Alexandria III e Accento Overdose: Il racconto a capitoli di Xerjoff

di Andrej Babicky

Vi sono fragranze che sembrano incarnare I sogni, per me lo sono l’oud e la rosa. L’oud con il suo fascino misterioso cattura l’immaginazione, raccontando a voce bassa di luoghi lontani, di paesi esotici, di avventure inimmaginabili. Il calore che emana sembra intrecciato da raggi di sole che rimbalzano ad ogni granello di sabbia sulle dune riflettendo immagini scintillanti, distillato fino ad ottenere l’essenza pura delle notti nel deserto. Come un racconto intorno al fuoco, incoraggia la fantasia di vagare cercando mete tra le volute di fuoco ed il fruscio delle tende, nella brezza satura dell’aroma ricco di rose, cosparse da diamanti di rugiada. Il loro colore intenso sembra concentrarsi verso l’interno, sfumando dai bordi del tripudio di petali ripiegati uno sull’altro. La loro unione è opulenta e liquorosa come miele amaro. Mi inebrio di esso come fosse un vino dolce.  Mi immagino in un giardino lussureggiante, mentre l’ombra della sera si fa strada tra la folta vegetazione, esaltando l’aroma della terra rinfrescata dopo il calore del giorno. Al crepuscolo, anche i fiori sembrano esalare un respiro di sollievo. Le bordure di lavanda aggiungono sfumature quasi balsamiche, mescolandosi alle note di spezie che sembrano saturare l’aria. L’ordito della notte diventa quasi impenetrabile, la luce delle stelle scivola sul manto di velluto nero. La dea dal viso pallido si rialza dal torpore del sonno, per riprendere il suo pellegrinaggio. Dalla casa arriva un flebile vocio misto alle note della musica. Ispiro l’atmosfera evocata da Alexandria III per imprimerla nella memoria. Ogni volta che sento la fragranza si aggiunge un tassello al mosaico, un particolare a cui non avevo fatto caso prima, una venatura che aggiunge un tocco di colore.

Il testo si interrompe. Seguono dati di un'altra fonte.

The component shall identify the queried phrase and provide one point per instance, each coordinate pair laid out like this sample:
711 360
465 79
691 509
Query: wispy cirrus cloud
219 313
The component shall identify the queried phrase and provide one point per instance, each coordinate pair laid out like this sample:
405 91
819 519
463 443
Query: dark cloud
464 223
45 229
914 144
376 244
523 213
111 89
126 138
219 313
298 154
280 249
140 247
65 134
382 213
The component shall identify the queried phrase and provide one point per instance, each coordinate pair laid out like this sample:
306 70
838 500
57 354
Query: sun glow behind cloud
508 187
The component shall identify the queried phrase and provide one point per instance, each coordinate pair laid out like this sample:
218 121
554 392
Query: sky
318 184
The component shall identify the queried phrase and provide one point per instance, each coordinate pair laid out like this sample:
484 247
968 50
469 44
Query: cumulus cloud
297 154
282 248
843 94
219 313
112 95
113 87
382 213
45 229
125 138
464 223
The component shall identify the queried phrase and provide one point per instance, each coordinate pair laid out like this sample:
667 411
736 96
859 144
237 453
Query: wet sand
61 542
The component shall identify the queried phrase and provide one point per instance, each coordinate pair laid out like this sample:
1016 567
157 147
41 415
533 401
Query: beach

Alexandria di Xerjoff è come una storia di Mille e una notte narrata a capitoli. Ognuno di essi è unico, ricco di emozioni e di scoperte, ma nello stesso tempo riesce a conservare la propria originalità. Il fluire del tema centrale è quasi palpabile; un filo rosso che accompagna nell’avventura. Le nuove materie prime introducono velature nuove alla trama fitta ed appassionante.

Accento Overdose è come una tela dipinta dall’arcobaleno di colori. Le nuance fruttate, esaltate in questa fragranza, trasudano forza mescolandosi alle mille sfumature delle note verdi. Nei primi secondi sembrano essere solo un accenno che poi si tramuta in un’esplosione di energia vivace. Le seducenti note del gelsomino, della rosa stillano il dolce nettare. Quasi si può percepire il gusto insolito di un cocktail esotico versato in una coppa ghiacciata. Al turbinio scintillante si aggiungono sentori balsamici come volessero ancorare il luccichio. Esuberante e sfaccettata Accento overdose è come centinaia di gocce di mercurio che scorrono sfavillanti senza fermarsi mai.